One of the first measures taken by al-Yazuri was the granting of a license for the Bedouin tribes of the Banu Hilal and Banu Sulaim, who are nomadic in Egypt, to conquer Africa ( Ifrīqiya ) , where as early as 1049 the governor dynasty of the Zirids under al-Muizz az-Ziri von renounced the suzerainty of the Fatimids and placed himself under that of the Abbasids. By 1057 the Bedouins were able to conquer the province to a large extent with the capture of Kairouan and displace the renegade Zirids to a few fortresses on the Mediterranean coast, but the caliphate had actually lost this province, as the Bedouins did not feel bound by the instructions from Cairo . The most lasting consequence of this conquest was the process of Arabization of a large part of the originally Berber "West" ( al-maġrib ) , especially the present-day states of Tunisia and Algeria .

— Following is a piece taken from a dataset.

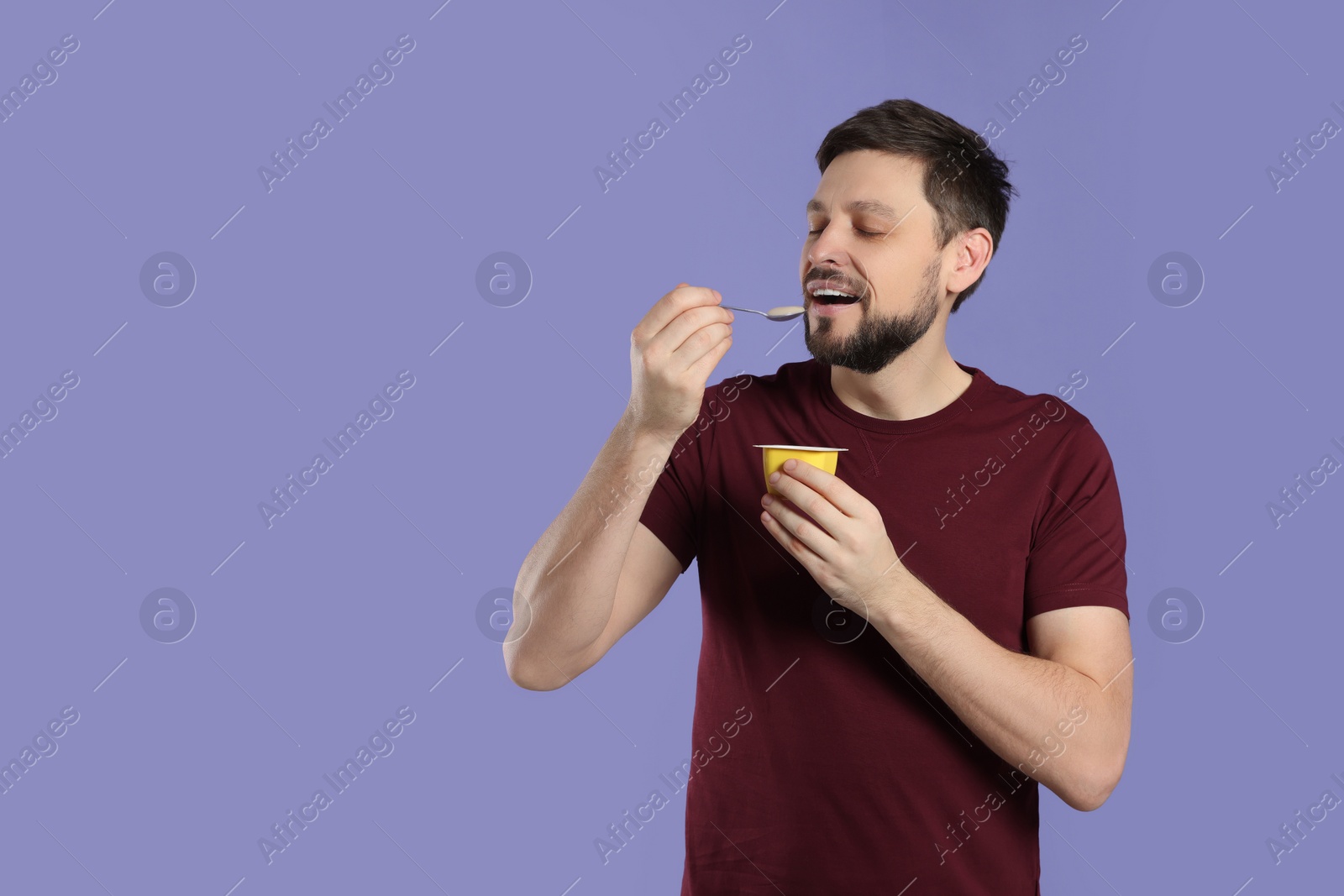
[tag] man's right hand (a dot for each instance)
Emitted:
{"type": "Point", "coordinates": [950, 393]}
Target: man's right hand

The main focus of the reign of al-Yazuri was, however, on the looming threat from the west of the migration of Turkish ethnic groups under the leadership of the Seljuks . In the upheavals it triggered, he recognized the opportunity for the unification of the Arab-Muslim world ( umma ) under the white banner of the Fatimids, through their takeover of power in Baghdad while at the same time eliminating their old rivals, the Abbasids , who had been under the protection of the Seljuks since 1055 . To counter their growing power, al-Yazuri held on to the traditional alliance with the Byzantine Empire , which was kept alive by the negotiating skills of his envoy in Constantinople , Muhammad al-Qudai (d. 1062). The Turkish renegade Arslan al-Basasiri , whom al-Yazuri contacted in the spring of 1056 through his intermediary al-Muayyad al-Shirazi (d. 1078) , offered himself as a military tool . Financed and equipped by Cairo, al-Basasiri raised an army of other Turkish militants and Arab Bedouins in the Jazira , with whom he was able to begin the confrontation with the Seljuks and inflict their first defeat at Sinjar on January 9, 1057. This success and the ensuing capture of the largest cities in Iraq, with the exception of Baghdad, was nullified in the same year by the bribe of the Seljuk Sultan, who thus induced the Bedouin clans to abandon the Fatimid cause and thus al-Basasiri to retreat from Iraq.

The setback in Iraq led to the rapid overthrow of al-Yazuri in Cairo, who was arrested and removed from office on February 28, 1058 in a coup by his own confidants. They accused him of high treason against the caliph by accusing him of a secret conspiracy with the Seljuks, which was probably based on unfounded accusations. On March 18, 1058, he was allegedly executed on the prison island of Tinnīs in Lake Manzala without the knowledge of the incapacitated caliph .

literature

  • Heinz Halm : The Caliphs of Cairo. The Fatimids in Egypt 973-1074. CH Beck, Munich 2003, ISBN 3-406-48654-1 .
  • Michael Brett: The Execution of al-Yāzūrī. In: Orientalia Lovaniensia Analecta, Vol. 83 (1998), pp. 15-27.